RADHIKA DESAI: Yeah, I mean, there’s been a lot more continuity, I suppose, in foreign policy, as you say, because of the constraints and also precisely the constraints that in a sense have been further intensified by Modi, given his the way in which he has essentially crashed the economy, really, if you think about it. So yeah. So Prabhat, that was really a fantastic conversation. Thank you so much. I think I’m sure that everybody will really appreciate the deep understanding that you’ve brought into this conversation. And we hope that you’ll come back and discuss some other issues with us as well sometime in the future. Thanks very much.
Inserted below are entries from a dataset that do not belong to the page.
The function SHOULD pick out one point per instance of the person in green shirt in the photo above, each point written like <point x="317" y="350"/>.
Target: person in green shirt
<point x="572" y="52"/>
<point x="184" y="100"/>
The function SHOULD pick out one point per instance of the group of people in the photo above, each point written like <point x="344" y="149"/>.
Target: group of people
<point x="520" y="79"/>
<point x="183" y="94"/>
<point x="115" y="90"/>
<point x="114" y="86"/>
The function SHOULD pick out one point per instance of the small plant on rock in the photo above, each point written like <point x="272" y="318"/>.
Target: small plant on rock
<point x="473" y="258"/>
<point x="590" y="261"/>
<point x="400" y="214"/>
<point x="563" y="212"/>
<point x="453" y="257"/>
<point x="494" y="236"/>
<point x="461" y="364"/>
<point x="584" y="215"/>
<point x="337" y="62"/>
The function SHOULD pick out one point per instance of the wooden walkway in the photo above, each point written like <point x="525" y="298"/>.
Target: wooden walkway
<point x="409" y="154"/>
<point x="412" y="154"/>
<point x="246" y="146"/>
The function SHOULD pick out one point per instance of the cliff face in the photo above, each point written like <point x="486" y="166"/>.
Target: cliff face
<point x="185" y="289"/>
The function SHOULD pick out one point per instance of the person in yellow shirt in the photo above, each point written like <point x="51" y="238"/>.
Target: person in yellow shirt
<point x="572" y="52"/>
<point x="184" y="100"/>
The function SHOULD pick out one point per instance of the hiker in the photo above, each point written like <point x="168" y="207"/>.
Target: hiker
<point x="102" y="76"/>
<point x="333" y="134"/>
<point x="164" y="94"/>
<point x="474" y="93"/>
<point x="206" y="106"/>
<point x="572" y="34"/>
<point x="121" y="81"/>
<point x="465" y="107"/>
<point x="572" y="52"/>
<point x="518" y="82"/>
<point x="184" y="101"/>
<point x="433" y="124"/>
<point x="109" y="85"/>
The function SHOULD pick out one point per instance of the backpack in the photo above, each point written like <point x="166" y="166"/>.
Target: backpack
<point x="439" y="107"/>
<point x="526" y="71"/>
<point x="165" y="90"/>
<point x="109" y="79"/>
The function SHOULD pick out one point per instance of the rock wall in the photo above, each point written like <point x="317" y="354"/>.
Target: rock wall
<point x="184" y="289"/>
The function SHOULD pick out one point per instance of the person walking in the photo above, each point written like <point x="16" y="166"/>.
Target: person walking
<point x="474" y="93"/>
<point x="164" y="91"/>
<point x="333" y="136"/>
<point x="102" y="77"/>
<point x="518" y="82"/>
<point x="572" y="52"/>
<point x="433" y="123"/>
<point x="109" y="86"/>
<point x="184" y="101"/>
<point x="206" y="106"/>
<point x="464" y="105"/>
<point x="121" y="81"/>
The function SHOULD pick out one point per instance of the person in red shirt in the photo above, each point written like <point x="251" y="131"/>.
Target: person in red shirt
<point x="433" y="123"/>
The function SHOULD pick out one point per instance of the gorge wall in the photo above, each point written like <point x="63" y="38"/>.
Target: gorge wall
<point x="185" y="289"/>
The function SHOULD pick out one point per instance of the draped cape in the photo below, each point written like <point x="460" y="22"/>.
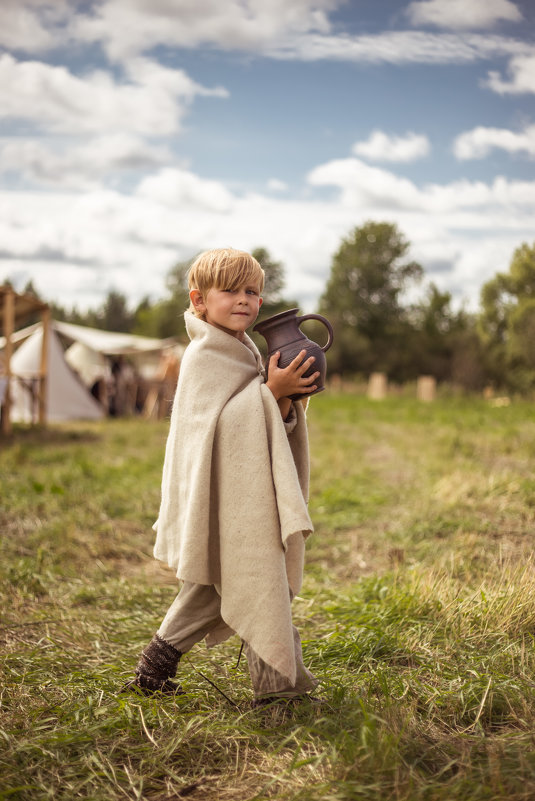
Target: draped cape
<point x="234" y="496"/>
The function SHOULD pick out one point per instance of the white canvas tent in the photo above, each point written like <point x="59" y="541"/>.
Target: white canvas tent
<point x="66" y="397"/>
<point x="72" y="373"/>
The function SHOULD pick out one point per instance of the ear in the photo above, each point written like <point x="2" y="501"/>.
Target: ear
<point x="197" y="300"/>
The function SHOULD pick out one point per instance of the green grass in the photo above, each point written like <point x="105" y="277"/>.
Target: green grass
<point x="417" y="613"/>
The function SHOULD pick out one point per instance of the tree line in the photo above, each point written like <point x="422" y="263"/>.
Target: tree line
<point x="376" y="327"/>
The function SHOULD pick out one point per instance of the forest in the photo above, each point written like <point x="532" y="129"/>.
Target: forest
<point x="377" y="327"/>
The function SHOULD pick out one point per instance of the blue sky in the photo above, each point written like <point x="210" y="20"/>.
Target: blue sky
<point x="135" y="133"/>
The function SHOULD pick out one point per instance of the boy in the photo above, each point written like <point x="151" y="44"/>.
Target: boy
<point x="233" y="514"/>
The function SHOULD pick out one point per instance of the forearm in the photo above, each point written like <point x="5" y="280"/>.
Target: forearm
<point x="285" y="405"/>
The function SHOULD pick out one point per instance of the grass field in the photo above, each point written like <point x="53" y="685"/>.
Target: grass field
<point x="417" y="613"/>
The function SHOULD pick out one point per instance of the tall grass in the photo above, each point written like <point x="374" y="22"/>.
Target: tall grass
<point x="417" y="613"/>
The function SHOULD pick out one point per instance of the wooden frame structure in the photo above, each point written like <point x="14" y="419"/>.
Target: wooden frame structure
<point x="15" y="308"/>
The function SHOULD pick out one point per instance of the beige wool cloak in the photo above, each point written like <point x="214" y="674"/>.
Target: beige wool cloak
<point x="234" y="492"/>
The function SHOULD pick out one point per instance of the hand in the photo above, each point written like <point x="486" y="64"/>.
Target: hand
<point x="290" y="380"/>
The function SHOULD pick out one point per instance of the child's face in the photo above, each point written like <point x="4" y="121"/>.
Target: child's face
<point x="231" y="310"/>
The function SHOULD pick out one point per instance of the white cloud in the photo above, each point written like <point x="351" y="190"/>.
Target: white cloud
<point x="151" y="101"/>
<point x="130" y="242"/>
<point x="522" y="70"/>
<point x="478" y="143"/>
<point x="126" y="28"/>
<point x="461" y="204"/>
<point x="78" y="166"/>
<point x="397" y="47"/>
<point x="462" y="14"/>
<point x="382" y="147"/>
<point x="178" y="188"/>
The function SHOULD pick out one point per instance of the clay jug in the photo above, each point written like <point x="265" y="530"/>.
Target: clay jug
<point x="282" y="333"/>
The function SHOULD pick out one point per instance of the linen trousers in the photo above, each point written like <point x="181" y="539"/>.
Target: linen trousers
<point x="196" y="611"/>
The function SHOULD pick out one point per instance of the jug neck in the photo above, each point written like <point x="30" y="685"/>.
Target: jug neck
<point x="281" y="330"/>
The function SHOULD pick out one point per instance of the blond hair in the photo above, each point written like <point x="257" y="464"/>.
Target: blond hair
<point x="223" y="268"/>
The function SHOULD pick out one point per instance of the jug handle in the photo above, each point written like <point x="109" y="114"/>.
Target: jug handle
<point x="325" y="322"/>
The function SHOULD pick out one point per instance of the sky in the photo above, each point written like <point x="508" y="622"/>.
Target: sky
<point x="136" y="133"/>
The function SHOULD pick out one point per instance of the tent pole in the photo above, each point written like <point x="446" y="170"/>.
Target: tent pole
<point x="43" y="372"/>
<point x="9" y="324"/>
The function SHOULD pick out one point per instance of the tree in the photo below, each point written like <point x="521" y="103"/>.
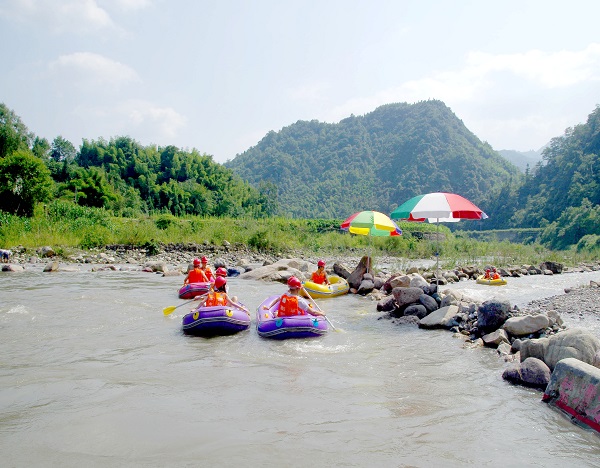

PRABHAT PATNAIK: Certainly, Radhika. It’s a pleasure talking to you. Thank you very much. Thanks. Goodbye. Yeah.

RADHIKA DESAI: Bye-bye.

3 Comments

3 Comments

  1. Eric Arthur Blair

    2024-06-27 at 17:01

    Adam Smith, who wrote his “theory of moral sentiments” BEFORE he wrote his “wealth of nations”, believed that an economy should serve the people, contrary to today’s neoliberal capitalist ideology in which the people serve the economy, which ultimately serves the super rich.
    GDP was never meant by Simon Kuznets to be a measure of the wellbeing of the people and has in fact been thoroughly distorted and perverted to tell lies by the neoliberal capitalists, as previously proven Desai and co.
    Wellbeing is far better measured by indices such as life expectancy, infant mortality rates and literacy.
    In these respects the State of Kerala, where the feisty social justice advocate Arundhati Roy grew up, is streets ahead of most of India.
    Examples comparing Kerala with Gujarat, Modi’s home state from: https://m.rbi.org.in//Scripts/AnnualPublications.aspx?head=Handbook%20of%20Statistics%20on%20Indian%20States&fromdate=11/14/2023&todate=11/20/2023
    Life expectancy latest available 2016 to 2020
    Kerala 75.0 yrs
    Gujarat 70.5 yrs
    Table 14
    infant mortality 2020 per 1000 births
    Kerala was 6
    Gujarat was 23
    Table 11
    Literacy latest available 2011
    Kerala 94%
    Gujarat 78%
    Table 6
    These are just some of many many facts which show that Kerala, which follows so many socialist policies including strong advocacy of women’s rights, repudiation of the caste system and non-sectarianism, is far far better run than Gujarat and northern India in general (apart from the far northeast, also influenced by Marxist Maoist principles).
    Sectarian Hindutva neoliberal capitalism meets the very definition of Fascism.
    Just sayin’
    Arundhati Roy for PM!!!
    The Patnaik power couple could be co-finance ministers, Desai could be an International advisor.

  2. Xafer

    2024-08-24 at 21:17

    About schism within the sangh parivar organization, who like nazi supporters, took anti-capitalist rhetoric of nazis seriously, the night of long knives will be in order for them too.
    Very important distinction between the fascism and neo fascism and why neo fascism would not lead to war, despite sabre rattling, owed to diminished state capacity.
    However, i think that disillusionment with modi because he did not come from senior hierarchy, is not well placed. He took hindutva to wuthering heights and national recognition and acceptance.
    For the same reason, i dont think national downfall of hindutva would come by means of inner resentments and factionalism. I think that it would diminish with the erosion of cult of personality of Modi and Hindutva’s inability to produce a cult of personality strong enough to fill its vacuum.
    Overall an excellent interview, i was just reading stuff yesterday to make sense of 2024 election and then remember this.

  3. Xafer

    2024-08-24 at 21:24

    Also, a related question is would INC be able to consolidate BJP losses, if and when it occurs?

    I doubt it. Split mandate with regional parties would be menu for the day.